One of the major functions of lipids in the body is energy storage because triglycerides and other similar molecules, which contain substantial lipid components, have a very high energy content. When the body is in need of stored energy, hormone signals initiate a biochemical process that breaks down the molecules into a usable form. Lipids are also valuable for energy storage because they can be stored with very little water. Carbohydrates, on the other hand, bind to water, which would result in a significantly higher mass-to-energy ratio if carbohydrates were used as the primary means of energy storage.
Maintaining cellular structure and moderating trans-membrane transportation is another of the important lipid function. The cellular membrane, composed largely of lipids, is used to separate the inner part of the cell from everything that exists outside. The membrane is made up of lipids that have both hydrophobic, or water-avoiding, and hydrophilic, or water-seeking, ends that organize into a lipid bilayer. The hydrophilic ends face toward water-filled environments inside and outside of the cell, while the hydrophobic ends stay between the inside- and outside-facing layers. This arrangement arises as a result of the hydrophobic and hydrophilic properties of the lipids, so cellular membranes are largely self-organizing.
Energy storage and cell membrane formation are the two most prominent functions of lipids in the body, but there are other functions. It is believed that lipids play an important role in cellular signaling, the process by which various biochemical processes are initiated or stopped. Additionally, many of the fat-soluble vitamins, which are lipids, serve important bodily functions, such as maintaining vision, promoting bone growth, and maintaining healthy immune function. Some lipid molecules are also used to transport other molecules across cellular membranes.
I have high cholesterol so I have to be on a diet that limits foods high in lipids like butter and red meat.
Every six months or so I go for a cholesterol test where they check the amount of lipids in my blood. I fast for 12 hours before the test because apparently, eating gives abnormally high rates in the cholesterol test. After fasting, the lipids in the blood are said to reach a stable level. The doctors are then able to check lipids and determine if there is high cholesterol or not.
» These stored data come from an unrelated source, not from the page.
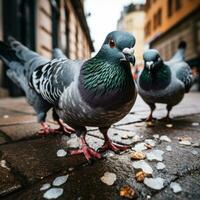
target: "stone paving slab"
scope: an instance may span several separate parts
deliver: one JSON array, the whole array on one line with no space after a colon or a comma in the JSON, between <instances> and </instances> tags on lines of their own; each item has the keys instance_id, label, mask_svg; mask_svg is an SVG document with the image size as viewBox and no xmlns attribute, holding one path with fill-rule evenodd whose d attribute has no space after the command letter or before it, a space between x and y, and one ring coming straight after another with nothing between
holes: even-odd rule
<instances>
[{"instance_id":1,"label":"stone paving slab","mask_svg":"<svg viewBox=\"0 0 200 200\"><path fill-rule=\"evenodd\" d=\"M171 111L171 117L185 116L191 114L200 113L200 96L199 93L191 92L185 94L183 100L176 106L173 107ZM137 100L131 110L131 113L140 114L147 118L150 113L149 106L142 100L138 95ZM154 117L163 118L167 114L166 105L156 104L156 110L154 111Z\"/></svg>"},{"instance_id":2,"label":"stone paving slab","mask_svg":"<svg viewBox=\"0 0 200 200\"><path fill-rule=\"evenodd\" d=\"M28 105L23 97L0 99L0 108L20 113L35 114L33 108Z\"/></svg>"},{"instance_id":3,"label":"stone paving slab","mask_svg":"<svg viewBox=\"0 0 200 200\"><path fill-rule=\"evenodd\" d=\"M156 200L199 200L200 198L200 172L196 170L192 173L188 173L183 177L180 177L176 182L182 185L183 191L181 193L174 194L169 187L156 194L152 199ZM191 184L192 183L192 184Z\"/></svg>"},{"instance_id":4,"label":"stone paving slab","mask_svg":"<svg viewBox=\"0 0 200 200\"><path fill-rule=\"evenodd\" d=\"M1 145L0 152L2 159L10 163L14 171L25 177L26 182L35 182L86 162L82 155L57 157L57 151L66 146L61 136L52 136Z\"/></svg>"},{"instance_id":5,"label":"stone paving slab","mask_svg":"<svg viewBox=\"0 0 200 200\"><path fill-rule=\"evenodd\" d=\"M2 198L5 199L43 199L44 192L39 191L41 185L52 183L58 175L68 173L67 183L61 186L64 194L58 199L123 200L124 198L119 196L119 188L124 185L135 188L138 199L200 199L200 148L178 143L180 136L191 137L193 143L200 142L200 126L192 125L194 122L200 123L199 102L199 93L188 94L181 104L174 107L174 119L171 122L155 121L153 127L147 127L142 120L148 116L149 108L138 97L131 113L109 130L109 137L114 142L129 144L131 147L147 138L152 139L154 134L171 138L171 143L157 142L154 148L165 152L163 162L166 169L158 171L155 168L156 162L148 161L154 169L153 176L166 179L163 190L153 191L136 182L133 161L130 160L128 152L122 155L105 154L108 156L106 159L99 160L92 166L87 164L82 155L58 158L57 150L67 150L69 141L74 136L71 139L61 135L36 137L34 133L40 126L36 123L36 116L33 115L35 113L24 98L0 100L0 158L6 160L11 169L0 169L0 177L3 177L0 180L0 196L4 195ZM161 118L165 114L165 106L159 105L155 116ZM51 112L48 117L48 122L56 126L51 119ZM173 127L168 128L166 124L172 124ZM127 134L128 137L125 137ZM96 128L89 128L87 142L97 149L104 142L103 136ZM78 145L75 144L77 147ZM171 146L171 152L166 151L167 145ZM193 150L197 155L192 153ZM149 149L144 152L150 151ZM74 170L69 171L71 168ZM106 171L117 175L113 186L107 186L100 181ZM180 194L172 193L169 188L169 183L174 180L183 188Z\"/></svg>"},{"instance_id":6,"label":"stone paving slab","mask_svg":"<svg viewBox=\"0 0 200 200\"><path fill-rule=\"evenodd\" d=\"M131 187L133 187L138 193L138 199L146 199L147 196L150 196L151 199L172 199L172 197L174 199L184 199L186 197L187 199L191 200L198 199L200 197L198 195L199 192L195 193L195 191L200 190L200 184L198 183L197 179L197 177L199 176L193 176L191 178L184 177L190 177L190 174L196 173L196 171L200 170L200 148L184 146L178 143L178 137L180 136L189 136L192 138L192 142L200 142L200 126L192 126L192 129L184 129L187 124L180 122L182 120L187 121L188 124L190 124L193 118L194 116L176 120L173 122L173 128L167 128L164 126L164 130L161 130L162 123L159 123L157 126L152 128L143 127L144 130L146 129L152 132L152 134L155 132L155 130L160 130L160 135L166 134L172 140L171 143L157 142L156 147L154 148L163 150L165 152L163 163L166 165L166 169L164 169L163 171L158 171L155 167L157 162L147 161L154 170L153 176L162 177L166 180L165 188L161 192L154 191L146 187L144 184L136 182L134 178L135 170L132 165L133 161L130 160L128 153L124 153L120 156L114 155L113 157L99 160L95 162L92 166L81 166L81 164L85 163L83 158L83 162L78 162L78 164L76 165L78 167L75 168L74 171L68 172L67 168L70 167L70 165L69 163L67 164L67 159L65 160L66 162L63 161L63 163L60 164L60 158L58 159L55 156L56 150L60 148L60 142L58 139L60 136L57 136L58 138L56 137L56 141L58 143L56 142L56 145L54 143L55 141L52 141L53 137L47 137L39 139L39 142L37 141L38 139L34 141L28 141L26 143L18 142L14 148L14 152L16 153L13 153L13 148L9 150L6 148L6 146L9 145L3 145L4 148L0 148L5 158L8 159L10 163L13 163L14 167L17 168L18 171L20 170L20 173L23 173L27 177L28 181L36 182L36 184L34 184L32 187L27 189L25 187L22 191L10 195L7 199L28 199L31 196L34 196L34 199L42 199L42 195L44 192L39 191L39 188L42 186L42 184L46 182L52 183L55 177L66 173L70 174L69 179L67 183L62 186L62 188L64 189L64 194L59 199L123 200L123 198L119 196L119 189L124 185L130 185ZM200 116L195 116L195 119L199 120ZM175 127L178 128L176 129ZM135 132L137 133L137 130L135 130ZM152 134L147 134L148 136L145 136L144 138L152 138ZM171 152L166 151L167 145L170 145L172 147ZM62 147L65 148L66 145ZM27 153L27 148L29 149L29 153ZM52 150L52 148L54 150ZM192 150L196 150L198 154L192 154ZM150 151L151 150L149 149L145 150L144 152L147 153ZM17 156L21 157L24 162L16 162L15 158ZM71 157L74 156L70 156L69 158ZM51 160L49 158L51 158ZM74 162L76 161L76 163L77 158L78 157L76 157L76 159L74 160ZM46 168L44 166L46 166ZM27 168L29 169L28 171ZM63 168L65 168L65 170L62 170L62 172L59 171L59 169ZM100 181L100 178L106 171L113 172L117 175L117 181L113 186L107 186ZM56 174L58 172L60 173ZM44 178L40 180L41 177ZM169 184L171 181L174 180L177 182L180 181L183 188L183 192L180 193L180 197L179 194L175 195L174 193L165 193L165 191L171 190L169 188ZM190 191L190 187L192 187L191 190L193 192L188 194L188 192ZM160 193L162 194L162 196L160 195Z\"/></svg>"},{"instance_id":7,"label":"stone paving slab","mask_svg":"<svg viewBox=\"0 0 200 200\"><path fill-rule=\"evenodd\" d=\"M12 126L0 126L0 131L6 133L6 135L12 140L26 139L35 136L40 130L40 124L38 123L26 123L17 124Z\"/></svg>"},{"instance_id":8,"label":"stone paving slab","mask_svg":"<svg viewBox=\"0 0 200 200\"><path fill-rule=\"evenodd\" d=\"M8 118L0 118L0 126L16 125L37 122L37 118L34 115L19 115L10 116Z\"/></svg>"},{"instance_id":9,"label":"stone paving slab","mask_svg":"<svg viewBox=\"0 0 200 200\"><path fill-rule=\"evenodd\" d=\"M0 166L0 197L20 189L22 186L10 169Z\"/></svg>"},{"instance_id":10,"label":"stone paving slab","mask_svg":"<svg viewBox=\"0 0 200 200\"><path fill-rule=\"evenodd\" d=\"M0 144L4 144L10 141L10 138L5 133L0 132Z\"/></svg>"}]
</instances>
As much as lipids have an important function in the body, too much is clearly not good. It increases our risk of heart disease and obesity. I wish I had been more careful about how much fatty foods I consumed when I was younger. Maybe I wouldn't have cholesterol now.
There are all sorts of medications on the market to help people lose weight. Some of them advertise as being 'fat burners' and others as being 'fat storage inhibitors.'
I never understood how these medications work, but after learning more about lipids, I think these medications can be really dangerous. I didn't know that lipids also store vitamins and contribute to cell functioning. I thought lipids' function in the body consists of storing energy.
Wouldn't fat burning medications and inhibitors get in the way of some of these important processes? Could a person get sick from not having enough lipids in the body?